Le bonheur, c’est quand, déjà ? [Ambiance sujet de philo] | Le bonheur, c’est quand, déjà ? [Ambiance sujet de philo] | | Le Verre à Moitié Plein

Le bonheur, c’est quand, déjà ? [Ambiance sujet de philo]

Ici et maintenant. J’aurais pu vous la faire en 3 mots, cette réponse, mais vous me connaissez (ou peut-être pas ? Hey, bienvenue, alors !) : je ne vais pas m’arrêter là.

« C’est quand le bonheur ? », ce n’est pas seulement le titre d’une chanson (Bruno, si tu nous regardes – je sais, j’abuse peut-être un peu de ce running gag, mais c’est le principe du running gag, en même temps), c’est aussi une question que beaucoup de gens, autour de moi (minimum), se posent. Et même : « c’est quoi, le bonheur ? Comment je sais si je suis heureux, en fait ? ». Alors que la vraie question, c’est ça :

« Le bonheur, est-ce que je sais l’apprécier ? »


Je ne prétends pas détenir la clé, la réponse absolue à toutes ces questions, évidemment (aussi intelligente et sublime sois-je – hop, ça c’était cadeau rien que pour moi).
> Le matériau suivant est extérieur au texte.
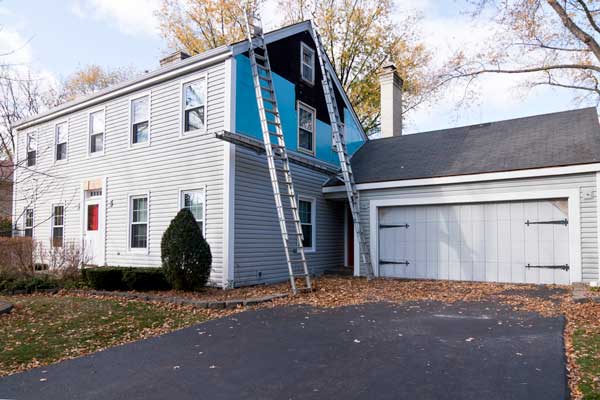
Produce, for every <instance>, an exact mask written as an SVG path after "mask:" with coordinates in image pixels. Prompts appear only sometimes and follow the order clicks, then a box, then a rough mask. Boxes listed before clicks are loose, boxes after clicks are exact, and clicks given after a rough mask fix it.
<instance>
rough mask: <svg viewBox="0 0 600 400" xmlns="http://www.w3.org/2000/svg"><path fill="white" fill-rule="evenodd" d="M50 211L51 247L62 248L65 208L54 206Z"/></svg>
mask: <svg viewBox="0 0 600 400" xmlns="http://www.w3.org/2000/svg"><path fill="white" fill-rule="evenodd" d="M52 211H53V212H52V247H62V246H63V242H64V233H65V206H54V207H53V210H52Z"/></svg>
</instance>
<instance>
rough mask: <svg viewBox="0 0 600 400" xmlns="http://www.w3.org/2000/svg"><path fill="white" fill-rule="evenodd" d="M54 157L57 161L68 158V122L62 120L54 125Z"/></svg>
mask: <svg viewBox="0 0 600 400" xmlns="http://www.w3.org/2000/svg"><path fill="white" fill-rule="evenodd" d="M54 141H55V142H54V143H55V145H54V159H55V160H56V161H65V160H66V159H67V146H68V124H67V122H61V123H58V124H56V125H55V127H54Z"/></svg>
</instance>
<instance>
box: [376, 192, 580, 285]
mask: <svg viewBox="0 0 600 400" xmlns="http://www.w3.org/2000/svg"><path fill="white" fill-rule="evenodd" d="M568 224H569V221H568V207H567V200H563V199H558V200H543V201H523V202H505V203H482V204H456V205H435V206H402V207H383V208H380V209H379V238H378V241H379V243H378V246H379V263H378V265H379V275H380V276H387V277H400V278H426V279H452V280H467V281H488V282H514V283H524V282H525V283H558V284H566V283H569V234H568V233H569V228H568Z"/></svg>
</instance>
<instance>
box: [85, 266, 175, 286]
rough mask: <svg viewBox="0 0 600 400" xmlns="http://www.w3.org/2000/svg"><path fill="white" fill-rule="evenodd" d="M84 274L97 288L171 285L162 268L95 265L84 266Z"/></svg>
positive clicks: (90, 284)
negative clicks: (167, 279) (98, 266)
mask: <svg viewBox="0 0 600 400" xmlns="http://www.w3.org/2000/svg"><path fill="white" fill-rule="evenodd" d="M82 275H83V278H84V280H85V282H86V283H87V284H88V286H89V287H91V288H92V289H96V290H138V291H144V290H167V289H170V285H169V283H168V282H167V279H166V278H165V275H164V273H163V271H162V269H160V268H136V267H95V268H84V269H83V270H82Z"/></svg>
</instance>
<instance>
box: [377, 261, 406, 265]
mask: <svg viewBox="0 0 600 400" xmlns="http://www.w3.org/2000/svg"><path fill="white" fill-rule="evenodd" d="M383 264H395V265H408V264H410V263H409V262H408V260H407V261H393V260H391V261H389V260H388V261H386V260H379V265H383Z"/></svg>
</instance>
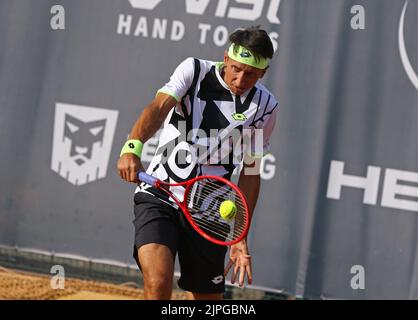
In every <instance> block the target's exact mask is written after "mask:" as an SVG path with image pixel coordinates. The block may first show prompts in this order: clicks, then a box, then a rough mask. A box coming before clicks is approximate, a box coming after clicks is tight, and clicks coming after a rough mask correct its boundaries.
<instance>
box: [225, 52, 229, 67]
mask: <svg viewBox="0 0 418 320" xmlns="http://www.w3.org/2000/svg"><path fill="white" fill-rule="evenodd" d="M228 61H229V56H228V51H226V50H225V51H224V63H225V64H227V63H228Z"/></svg>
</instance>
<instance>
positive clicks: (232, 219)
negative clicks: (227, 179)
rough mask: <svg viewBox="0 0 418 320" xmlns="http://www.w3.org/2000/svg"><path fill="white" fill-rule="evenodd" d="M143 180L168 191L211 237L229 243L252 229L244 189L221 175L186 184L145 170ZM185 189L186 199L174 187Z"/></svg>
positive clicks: (232, 243) (224, 245) (208, 235)
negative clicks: (153, 176)
mask: <svg viewBox="0 0 418 320" xmlns="http://www.w3.org/2000/svg"><path fill="white" fill-rule="evenodd" d="M138 178H139V180H141V181H142V182H145V183H146V184H149V185H151V186H153V187H154V188H157V189H159V190H161V191H163V192H165V193H166V194H168V195H169V196H170V197H171V198H172V199H173V200H174V201H175V202H176V203H177V205H178V206H179V208H180V209H181V210H182V211H183V213H184V214H185V216H186V218H187V220H188V221H189V222H190V224H191V225H192V227H193V228H194V229H195V230H196V231H197V232H198V233H199V234H200V235H202V236H203V237H204V238H206V239H207V240H209V241H211V242H213V243H216V244H219V245H223V246H229V245H232V244H234V243H237V242H239V241H241V240H242V239H243V238H244V237H245V236H246V234H247V232H248V227H249V213H248V204H247V201H246V199H245V196H244V195H243V193H242V191H241V190H240V189H239V188H238V187H237V186H236V185H235V184H234V183H232V182H231V181H229V180H226V179H224V178H222V177H217V176H199V177H196V178H194V179H191V180H188V181H185V182H182V183H167V182H164V181H161V180H159V179H157V178H155V177H153V176H151V175H149V174H147V173H145V172H139V173H138ZM176 186H182V187H184V188H185V191H184V197H183V200H180V199H178V198H177V197H176V196H175V195H174V194H173V193H172V192H171V191H170V187H176Z"/></svg>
Mais à mon avis, il y a 2 choses qui peuvent empêcher de se considérer comme étant heureux – Là, c’est le moment où j’argumente avec 2 hypothèses, comme au bon vieux temps – avoue que ça t’avait manqué :

  • Moi je serai heureux quand…(rayer les mentions inutiles : j’aurai 10 ans / j’aurai mon permis / je serai grand / je serai amoureux / j’aurai ce job / j’aurai 5 enfants, un lapin-nain et un loft à Belleville).Je vais prendre mon cas pour illustrer mes propos *Attention, paragraphe livré avec de vrais morceaux de ma vie privée à l’intérieur* : Là tout de suite maintenant, je suis en CDD, dans un job qui, certes, m’a fait évoluer, prendre des responsabilités, avancer, en somme, MAIS qui ne me plait pas plus que ça. Le contrat touche à sa fin en juillet et moi, j’ai décidé de ne pas poursuivre avec le CDI qui m’attendait (j’ai vérifié, il m’attendait, je vous dis !) parce que, d’après moi, il faut saisir l’instant présent (« cease the moment », qu’ils disent, en Anglophonie). En l’occurrence, le moment, c’est là, à la fin du CDD, quand on peut partir sans trop donner d’explication et de façon nette et précise. Je compte en profiter pour réfléchir à ce que je veux vraiment faire de ma vie, dans quel secteur, quel genre d’entreprise, peut-être voyager, faire un VIE (idem, faisable jusqu’à 28 ans, après c’est trop tard, t’as plus que ta CNI, tes 29 bougies et tes yeux pour pleurer), bref ! Simplement en profiter.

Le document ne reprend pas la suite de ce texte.